On the invitation of Senator Daylin Leach on May 22, the students danced in traditional costumes, toured the state capital and enjoyed lunch in his office. The students, while duly impressed by the beautiful marble, intricate mosaic work and extensive woodworking in the capital were most awed with the working basketball hoop in the Senator's office.
Eighth grade student Narek Jarayan commented, "It was a pleasure to meet Senator Leach. I respect his understanding of Armenian culture."
In addition to the three dances in the rotunda, Armenian Awareness Day was further enhanced by a traveling exhibit "Who are the Armenians?" from the Armenian Library and Museum of America in Watertown, Mass. Archbishop Oshagan Choloyan and St. Sahag & St. Mesrob Armenian Church of Wynnewood, PA sponsored the display which flanked the sides of the round room.

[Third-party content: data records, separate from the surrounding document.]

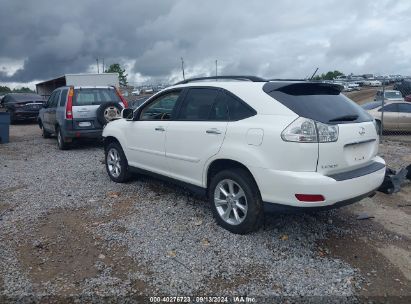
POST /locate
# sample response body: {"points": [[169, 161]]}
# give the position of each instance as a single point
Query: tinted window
{"points": [[318, 101], [63, 97], [393, 95], [160, 108], [198, 104], [371, 105], [405, 108], [87, 97], [238, 109], [55, 99], [390, 108], [51, 98]]}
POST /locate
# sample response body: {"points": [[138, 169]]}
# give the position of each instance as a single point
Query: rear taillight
{"points": [[69, 104], [306, 130], [123, 100]]}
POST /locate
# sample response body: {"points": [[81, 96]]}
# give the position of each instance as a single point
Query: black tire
{"points": [[253, 218], [61, 143], [102, 108], [44, 133], [123, 175]]}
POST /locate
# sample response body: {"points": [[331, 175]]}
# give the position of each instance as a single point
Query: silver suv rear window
{"points": [[94, 96]]}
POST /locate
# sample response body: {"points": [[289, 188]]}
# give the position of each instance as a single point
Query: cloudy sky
{"points": [[46, 38]]}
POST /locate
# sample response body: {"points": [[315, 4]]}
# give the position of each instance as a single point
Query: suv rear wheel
{"points": [[235, 201], [116, 163]]}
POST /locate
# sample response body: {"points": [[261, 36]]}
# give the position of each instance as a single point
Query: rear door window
{"points": [[55, 99], [318, 101], [198, 104], [51, 99], [63, 97], [389, 108], [94, 96], [229, 107], [161, 108]]}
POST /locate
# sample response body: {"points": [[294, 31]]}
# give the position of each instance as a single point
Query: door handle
{"points": [[213, 131]]}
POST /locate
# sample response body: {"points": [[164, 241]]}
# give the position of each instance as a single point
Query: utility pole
{"points": [[182, 67], [382, 108], [315, 72]]}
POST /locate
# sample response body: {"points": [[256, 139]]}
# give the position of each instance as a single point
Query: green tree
{"points": [[330, 75], [122, 77], [5, 89]]}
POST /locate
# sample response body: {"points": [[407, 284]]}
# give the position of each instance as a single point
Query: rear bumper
{"points": [[23, 115], [89, 134], [278, 208], [280, 187]]}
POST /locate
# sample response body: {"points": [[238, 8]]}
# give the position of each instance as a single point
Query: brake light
{"points": [[307, 130], [310, 197], [123, 100], [69, 104]]}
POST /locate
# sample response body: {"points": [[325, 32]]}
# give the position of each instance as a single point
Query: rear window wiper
{"points": [[344, 118]]}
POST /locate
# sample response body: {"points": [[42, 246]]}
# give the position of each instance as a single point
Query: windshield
{"points": [[393, 95], [371, 105], [94, 96]]}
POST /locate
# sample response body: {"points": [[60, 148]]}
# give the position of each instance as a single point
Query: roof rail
{"points": [[285, 79], [240, 77]]}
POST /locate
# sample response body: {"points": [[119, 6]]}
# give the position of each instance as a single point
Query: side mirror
{"points": [[127, 114]]}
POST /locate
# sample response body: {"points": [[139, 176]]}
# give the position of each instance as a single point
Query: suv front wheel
{"points": [[116, 163], [235, 201]]}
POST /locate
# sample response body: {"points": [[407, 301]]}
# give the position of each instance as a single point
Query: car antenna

Senator Leach then held a press conference, followed by a short history of the Academy by Board Chairman Asadur Minasian. National president for the Society for Orphaned Armenian Relief (SOAR) George Yacoubian, Jr. discussed the Armenian orphan relief organization he started in 2006 and David E. Edman, former chair of AIPAC Philadelphia Leadership Council and currently Managing Partner of Risk Management Partners, related the Jewish Holocaust to the Armenian Genocide.

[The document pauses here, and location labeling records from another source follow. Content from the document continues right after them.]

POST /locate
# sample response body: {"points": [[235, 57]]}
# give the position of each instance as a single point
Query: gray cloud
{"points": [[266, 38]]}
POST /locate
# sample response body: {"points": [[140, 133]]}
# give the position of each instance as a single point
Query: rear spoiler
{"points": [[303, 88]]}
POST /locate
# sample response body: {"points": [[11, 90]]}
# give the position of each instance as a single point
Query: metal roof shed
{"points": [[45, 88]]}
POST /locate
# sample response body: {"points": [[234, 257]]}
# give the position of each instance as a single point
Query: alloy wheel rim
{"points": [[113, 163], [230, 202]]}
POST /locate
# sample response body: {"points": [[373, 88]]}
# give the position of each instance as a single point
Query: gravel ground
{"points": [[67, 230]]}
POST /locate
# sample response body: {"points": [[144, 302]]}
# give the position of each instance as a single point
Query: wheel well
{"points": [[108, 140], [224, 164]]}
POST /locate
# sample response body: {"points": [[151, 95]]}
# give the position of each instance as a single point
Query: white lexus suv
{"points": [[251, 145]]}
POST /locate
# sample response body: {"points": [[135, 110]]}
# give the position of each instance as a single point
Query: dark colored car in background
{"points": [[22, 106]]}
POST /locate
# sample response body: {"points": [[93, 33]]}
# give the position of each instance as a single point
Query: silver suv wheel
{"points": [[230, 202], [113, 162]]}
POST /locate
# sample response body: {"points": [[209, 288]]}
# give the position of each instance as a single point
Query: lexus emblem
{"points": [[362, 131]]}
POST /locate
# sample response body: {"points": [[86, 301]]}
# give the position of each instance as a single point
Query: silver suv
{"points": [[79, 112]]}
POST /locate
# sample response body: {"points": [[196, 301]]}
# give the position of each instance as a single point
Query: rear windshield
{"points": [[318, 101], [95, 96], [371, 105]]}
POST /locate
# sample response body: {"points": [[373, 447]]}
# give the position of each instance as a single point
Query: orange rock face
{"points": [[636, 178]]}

Senator Leach, whose wife is Armenian and who lives near the Academy, is very familiar with Armenian culture, especially the food. As a special treat, he ordered Armenian delicacies for lunch.
The capitol tour, given by his office staff, offered the students a glimpse into governmental life as they sat in on a working session of the state House of Representatives. They learned that the capital was built between 1902-6 at a cost of $13 million and at the time, women were not allowed in the building. Students sat in the Senate chamber and saw the aisle that divides Republicans and Democrats.

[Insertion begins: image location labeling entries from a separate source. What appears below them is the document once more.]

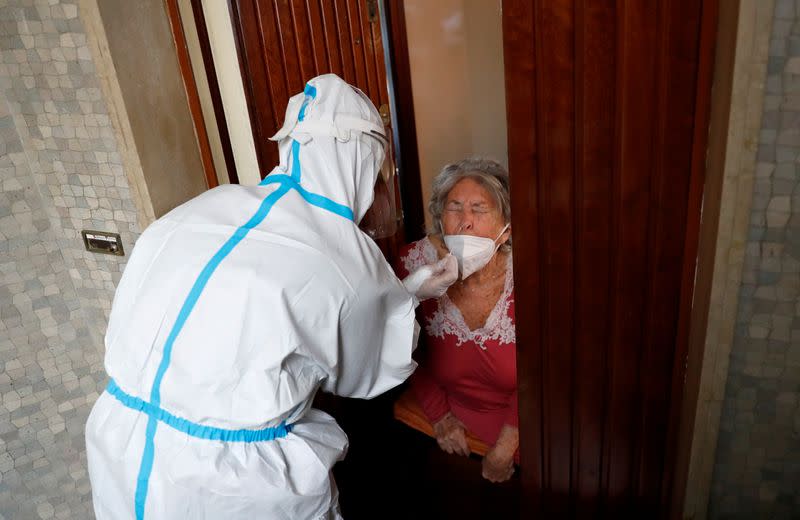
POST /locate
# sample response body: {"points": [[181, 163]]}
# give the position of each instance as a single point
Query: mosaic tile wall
{"points": [[60, 172], [757, 469]]}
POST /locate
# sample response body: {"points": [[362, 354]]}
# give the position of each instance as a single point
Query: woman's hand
{"points": [[451, 435], [498, 464]]}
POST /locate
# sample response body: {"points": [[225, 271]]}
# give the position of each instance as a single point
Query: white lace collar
{"points": [[447, 319]]}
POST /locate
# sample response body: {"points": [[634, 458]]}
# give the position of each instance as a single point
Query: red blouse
{"points": [[471, 373]]}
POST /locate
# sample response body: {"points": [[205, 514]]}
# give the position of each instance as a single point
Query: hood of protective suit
{"points": [[343, 167]]}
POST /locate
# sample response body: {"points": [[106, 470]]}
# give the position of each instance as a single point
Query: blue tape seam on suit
{"points": [[193, 429], [146, 466]]}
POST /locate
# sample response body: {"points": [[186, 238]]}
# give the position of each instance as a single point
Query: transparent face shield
{"points": [[382, 218]]}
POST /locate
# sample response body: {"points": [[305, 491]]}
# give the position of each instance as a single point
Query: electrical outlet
{"points": [[102, 242]]}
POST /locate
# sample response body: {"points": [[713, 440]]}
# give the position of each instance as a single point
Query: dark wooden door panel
{"points": [[602, 100], [284, 43]]}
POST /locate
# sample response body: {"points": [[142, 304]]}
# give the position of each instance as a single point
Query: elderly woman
{"points": [[467, 380]]}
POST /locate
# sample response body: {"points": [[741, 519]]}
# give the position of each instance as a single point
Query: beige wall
{"points": [[143, 53], [735, 197], [203, 89], [457, 77]]}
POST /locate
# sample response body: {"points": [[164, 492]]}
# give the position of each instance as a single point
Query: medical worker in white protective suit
{"points": [[233, 310]]}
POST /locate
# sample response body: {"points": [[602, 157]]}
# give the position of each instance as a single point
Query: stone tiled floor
{"points": [[60, 172]]}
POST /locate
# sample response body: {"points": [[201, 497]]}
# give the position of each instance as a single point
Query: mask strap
{"points": [[501, 233]]}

Following lunch, the students visited the State Museum of Pennsylvania which highlighted all things indigenous to the state - from arrowheads, to animals, to artwork.
"I really enjoyed the museum and the variety of exhibits," stated seventh grade student Argirel Lion.
A planetarium show on stars wrapped up the afternoon. Eighth grade student Derek Dervishian summed it up well: "It was fun and educational and I'm glad I got to share the experience with my friends."